3. L'aide juridictionnelle : une augmentation importante en lien avec la réforme de 2015
Le protocole d'accord signé le 28 octobre 2015 par le ministère de la justice et les représentants de la profession d'avocat a modifié le fonctionnement de l'aide juridictionnelle : en particulier, l'unité de valeur servant au calcul de la rétribution des avocats a été augmentée, la modulation géographique de cette rétribution a été supprimée et le barème de cette rétribution a été revu. De plus, la présence d'un avocat lors de la garde à vue d'un mineur est désormais obligatoire.
Il résulte de ces évolutions que les dépenses au titre de l'aide juridictionnelle sont en hausse. Elles ont ainsi augmenté de 12 % en 2017 par rapport à 2016 et atteignent 342,4 millions d'euros . Cette évolution a cependant été relativement bien anticipée lors de la budgétisation : les crédits de la loi de finances initiale étaient en hausse de 10 %.
Évolution des dépenses d'aide juridictionnelle
(en millions d'euros)
Source : commission des finances du Sénat à partir des documents budgétaires
L'évolution de cette dépense devra être particulièrement suivie en 2018, lorsque l'ensemble des effets de la réforme de 2015 se feront sentir en année pleine.
Le programme de construction d'établissements pénitentiaires : un pur affichage qui impacte l'exécution de l'ensemble de la mission
L'exécution des AE hors dépenses de personnel de la présente mission est relativement basse et atteint à peine 69 %. Ce chiffre s'explique par le taux d'exécution du programme 107 « Administration pénitentiaire », limitée à 56 %. En excluant cette ligne, le taux d'exécution de la mission serait de 91 %.

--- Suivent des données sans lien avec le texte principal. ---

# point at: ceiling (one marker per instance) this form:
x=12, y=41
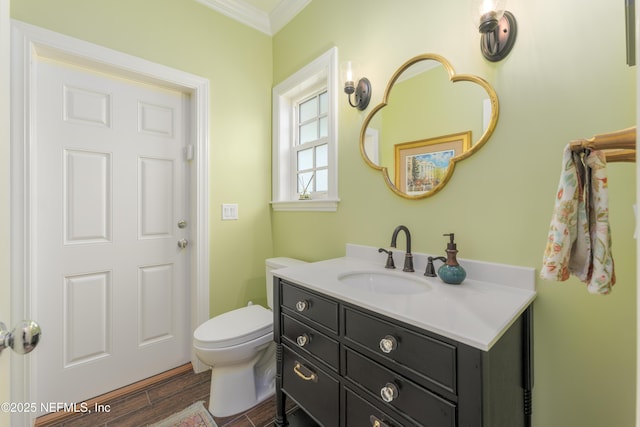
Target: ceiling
x=268, y=16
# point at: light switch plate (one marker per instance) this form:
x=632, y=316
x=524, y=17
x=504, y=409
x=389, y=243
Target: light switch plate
x=229, y=211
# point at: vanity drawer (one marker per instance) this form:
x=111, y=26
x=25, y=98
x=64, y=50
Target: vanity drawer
x=417, y=403
x=312, y=388
x=308, y=339
x=432, y=361
x=361, y=413
x=311, y=306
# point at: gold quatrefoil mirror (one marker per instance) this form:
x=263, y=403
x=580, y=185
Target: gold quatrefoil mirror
x=434, y=119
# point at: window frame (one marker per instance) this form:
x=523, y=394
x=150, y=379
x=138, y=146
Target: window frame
x=322, y=72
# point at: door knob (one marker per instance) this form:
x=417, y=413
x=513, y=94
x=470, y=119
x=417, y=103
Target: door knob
x=22, y=339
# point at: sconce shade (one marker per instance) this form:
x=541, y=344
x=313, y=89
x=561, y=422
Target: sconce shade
x=488, y=14
x=497, y=27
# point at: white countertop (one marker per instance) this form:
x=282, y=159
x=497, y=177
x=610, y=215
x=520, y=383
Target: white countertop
x=475, y=312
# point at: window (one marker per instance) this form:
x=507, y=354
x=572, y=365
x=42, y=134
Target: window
x=305, y=138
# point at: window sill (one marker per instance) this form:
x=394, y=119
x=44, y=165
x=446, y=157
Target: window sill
x=318, y=205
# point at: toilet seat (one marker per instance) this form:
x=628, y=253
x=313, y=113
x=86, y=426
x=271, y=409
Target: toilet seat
x=234, y=327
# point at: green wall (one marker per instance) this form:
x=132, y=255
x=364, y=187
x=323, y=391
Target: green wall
x=237, y=61
x=565, y=79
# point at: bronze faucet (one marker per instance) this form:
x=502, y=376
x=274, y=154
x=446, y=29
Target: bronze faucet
x=408, y=257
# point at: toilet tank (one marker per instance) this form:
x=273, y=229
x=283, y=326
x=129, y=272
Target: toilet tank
x=274, y=264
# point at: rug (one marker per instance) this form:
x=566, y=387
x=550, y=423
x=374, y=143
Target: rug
x=195, y=415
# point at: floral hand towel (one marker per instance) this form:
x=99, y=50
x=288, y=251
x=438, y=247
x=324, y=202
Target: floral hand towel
x=579, y=240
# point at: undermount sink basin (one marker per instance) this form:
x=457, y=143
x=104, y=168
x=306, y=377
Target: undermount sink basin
x=384, y=282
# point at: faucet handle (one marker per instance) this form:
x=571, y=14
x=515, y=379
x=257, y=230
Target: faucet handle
x=390, y=263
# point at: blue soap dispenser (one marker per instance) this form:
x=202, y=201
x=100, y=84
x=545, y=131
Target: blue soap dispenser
x=451, y=272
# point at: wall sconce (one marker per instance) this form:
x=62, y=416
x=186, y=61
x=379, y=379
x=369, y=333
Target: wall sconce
x=498, y=28
x=362, y=92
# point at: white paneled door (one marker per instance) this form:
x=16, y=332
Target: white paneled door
x=111, y=206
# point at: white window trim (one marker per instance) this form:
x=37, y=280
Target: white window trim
x=323, y=68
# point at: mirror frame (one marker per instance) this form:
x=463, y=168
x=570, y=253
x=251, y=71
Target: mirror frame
x=453, y=78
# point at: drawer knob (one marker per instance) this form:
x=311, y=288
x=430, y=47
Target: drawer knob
x=304, y=372
x=376, y=422
x=388, y=344
x=389, y=392
x=303, y=340
x=302, y=305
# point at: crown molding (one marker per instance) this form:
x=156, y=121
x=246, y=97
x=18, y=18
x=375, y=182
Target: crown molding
x=268, y=23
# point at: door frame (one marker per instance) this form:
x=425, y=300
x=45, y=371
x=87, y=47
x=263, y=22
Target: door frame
x=27, y=43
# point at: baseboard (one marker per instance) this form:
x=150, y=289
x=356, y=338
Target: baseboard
x=104, y=399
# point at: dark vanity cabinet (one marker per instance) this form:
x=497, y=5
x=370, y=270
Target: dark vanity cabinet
x=347, y=366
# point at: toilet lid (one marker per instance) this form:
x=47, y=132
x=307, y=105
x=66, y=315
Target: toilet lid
x=235, y=327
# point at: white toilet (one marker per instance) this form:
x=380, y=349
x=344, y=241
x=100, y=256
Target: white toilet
x=239, y=347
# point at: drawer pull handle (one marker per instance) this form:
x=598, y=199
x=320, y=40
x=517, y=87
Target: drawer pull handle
x=388, y=344
x=302, y=305
x=304, y=372
x=303, y=340
x=389, y=392
x=376, y=422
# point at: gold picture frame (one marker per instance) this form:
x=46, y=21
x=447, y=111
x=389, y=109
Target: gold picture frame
x=424, y=166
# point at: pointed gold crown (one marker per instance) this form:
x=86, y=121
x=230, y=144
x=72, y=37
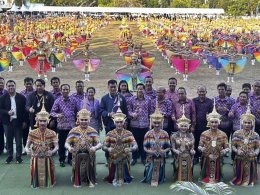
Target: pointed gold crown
x=84, y=113
x=214, y=114
x=248, y=114
x=157, y=115
x=119, y=115
x=183, y=118
x=43, y=114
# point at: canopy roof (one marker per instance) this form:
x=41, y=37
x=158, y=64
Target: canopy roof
x=126, y=10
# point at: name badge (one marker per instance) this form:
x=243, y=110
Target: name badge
x=214, y=143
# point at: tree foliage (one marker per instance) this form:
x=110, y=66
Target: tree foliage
x=233, y=7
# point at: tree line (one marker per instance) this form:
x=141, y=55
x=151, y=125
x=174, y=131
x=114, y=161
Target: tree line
x=231, y=7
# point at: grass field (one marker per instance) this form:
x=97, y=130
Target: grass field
x=15, y=179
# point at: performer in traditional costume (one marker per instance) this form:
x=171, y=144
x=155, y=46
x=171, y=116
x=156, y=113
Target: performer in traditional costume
x=83, y=142
x=88, y=64
x=9, y=55
x=188, y=63
x=213, y=145
x=232, y=65
x=41, y=144
x=120, y=144
x=156, y=145
x=137, y=73
x=245, y=144
x=55, y=57
x=183, y=146
x=39, y=63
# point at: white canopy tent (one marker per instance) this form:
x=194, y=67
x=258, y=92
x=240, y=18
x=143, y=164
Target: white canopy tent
x=14, y=8
x=24, y=9
x=127, y=10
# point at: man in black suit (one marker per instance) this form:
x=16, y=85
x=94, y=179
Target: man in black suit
x=35, y=99
x=12, y=113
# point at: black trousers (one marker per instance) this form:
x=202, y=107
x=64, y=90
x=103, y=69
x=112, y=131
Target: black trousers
x=2, y=139
x=139, y=134
x=25, y=135
x=13, y=131
x=62, y=136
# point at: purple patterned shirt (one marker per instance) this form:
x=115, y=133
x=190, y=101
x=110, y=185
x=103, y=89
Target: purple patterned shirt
x=152, y=94
x=26, y=93
x=78, y=98
x=69, y=109
x=189, y=108
x=171, y=96
x=223, y=106
x=237, y=111
x=93, y=108
x=127, y=96
x=2, y=93
x=143, y=108
x=166, y=109
x=56, y=94
x=255, y=104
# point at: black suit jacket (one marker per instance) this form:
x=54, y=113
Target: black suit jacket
x=5, y=107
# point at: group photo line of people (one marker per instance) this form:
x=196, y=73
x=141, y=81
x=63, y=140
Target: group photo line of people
x=150, y=124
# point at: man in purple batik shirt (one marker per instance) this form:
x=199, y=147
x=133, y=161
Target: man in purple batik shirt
x=28, y=83
x=149, y=91
x=79, y=94
x=139, y=110
x=64, y=109
x=188, y=105
x=55, y=83
x=2, y=92
x=165, y=107
x=238, y=109
x=171, y=93
x=255, y=103
x=229, y=92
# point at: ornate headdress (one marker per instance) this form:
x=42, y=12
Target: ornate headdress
x=119, y=115
x=248, y=115
x=43, y=114
x=214, y=114
x=183, y=119
x=84, y=113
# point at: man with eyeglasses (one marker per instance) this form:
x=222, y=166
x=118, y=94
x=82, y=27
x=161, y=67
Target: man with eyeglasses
x=255, y=104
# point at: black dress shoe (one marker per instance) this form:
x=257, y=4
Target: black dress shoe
x=9, y=159
x=19, y=160
x=62, y=163
x=133, y=162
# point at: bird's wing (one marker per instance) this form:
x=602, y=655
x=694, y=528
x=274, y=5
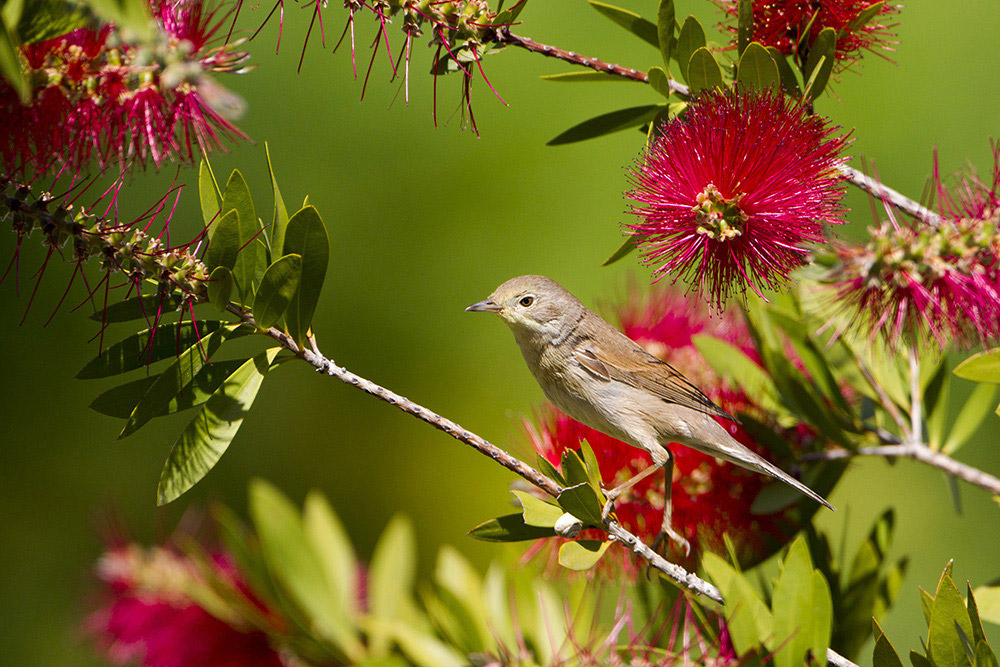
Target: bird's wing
x=638, y=368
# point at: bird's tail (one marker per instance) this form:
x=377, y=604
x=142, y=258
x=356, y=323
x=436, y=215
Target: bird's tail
x=734, y=452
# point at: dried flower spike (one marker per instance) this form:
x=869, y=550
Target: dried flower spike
x=731, y=192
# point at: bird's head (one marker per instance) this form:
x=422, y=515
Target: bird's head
x=534, y=307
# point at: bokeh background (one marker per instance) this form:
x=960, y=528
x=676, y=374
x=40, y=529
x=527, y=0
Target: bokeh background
x=423, y=222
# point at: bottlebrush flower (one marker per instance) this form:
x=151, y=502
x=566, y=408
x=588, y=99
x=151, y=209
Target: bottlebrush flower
x=160, y=612
x=732, y=191
x=98, y=97
x=791, y=25
x=710, y=497
x=912, y=280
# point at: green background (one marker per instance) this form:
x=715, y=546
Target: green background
x=423, y=222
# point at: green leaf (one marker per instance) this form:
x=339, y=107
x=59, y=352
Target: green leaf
x=819, y=64
x=631, y=21
x=224, y=247
x=120, y=401
x=788, y=81
x=690, y=39
x=289, y=556
x=944, y=644
x=332, y=546
x=205, y=439
x=582, y=555
x=251, y=260
x=703, y=71
x=981, y=367
x=220, y=287
x=132, y=352
x=279, y=219
x=137, y=308
x=607, y=123
x=207, y=189
x=582, y=502
x=306, y=236
x=744, y=34
x=665, y=23
x=174, y=378
x=581, y=77
x=974, y=412
x=390, y=580
x=536, y=511
x=625, y=249
x=509, y=528
x=802, y=609
x=988, y=603
x=757, y=70
x=747, y=617
x=10, y=62
x=659, y=81
x=277, y=288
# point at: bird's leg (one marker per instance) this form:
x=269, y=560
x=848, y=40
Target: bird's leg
x=665, y=529
x=613, y=494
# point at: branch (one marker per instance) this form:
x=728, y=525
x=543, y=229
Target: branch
x=870, y=185
x=918, y=452
x=322, y=364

Plus précisément, les AE des dépenses d'investissement (titre 5) du programme « Administration pénitentiaire » ont un taux d'exécution d'à peine 34 % . Par ailleurs, cette consommation d'AE est sensiblement supérieure à celle de 2016 (3,7 fois plus).
L'explication de ce chiffre est à trouver dans l'avancement du programme de construction d'établissements pénitentiaires annoncé en octobre 2016 148 ( * ) . Une enveloppe de près de 1,2 milliards d'euros était ainsi ouverte en AE. Mais comme le notait votre rapporteur spécial, ces AE n'étaient assorties de quasiment aucun CP : « grâce à ce subterfuge, le Gouvernement peut annoncer un programme immobilier ambitieux sans dégrader le déficit public. Il autorise ainsi l'administration pénitentiaire à initier les recherches de terrain et à engager les dépenses afférentes ; charge au prochain Gouvernement de trouver les moyens pour les financer ».
En définitive, sur les 1 157,7 millions d'euros d'AE ouvertes en 2017, 1 110,8 millions d'euros (96 %) ont été reportés en 2018. Ainsi, les crédits annoncés à l'automne 2016 par l'ancien Gouvernement n'étaient qu'un pur affichage . Le lancement du programme permet néanmoins d'avoir un niveau de crédits consommés supérieur à celui de 2016.
* 148 Programme d'encellulement individuel (PEI), désormais dénommé programme « 15 000 places ».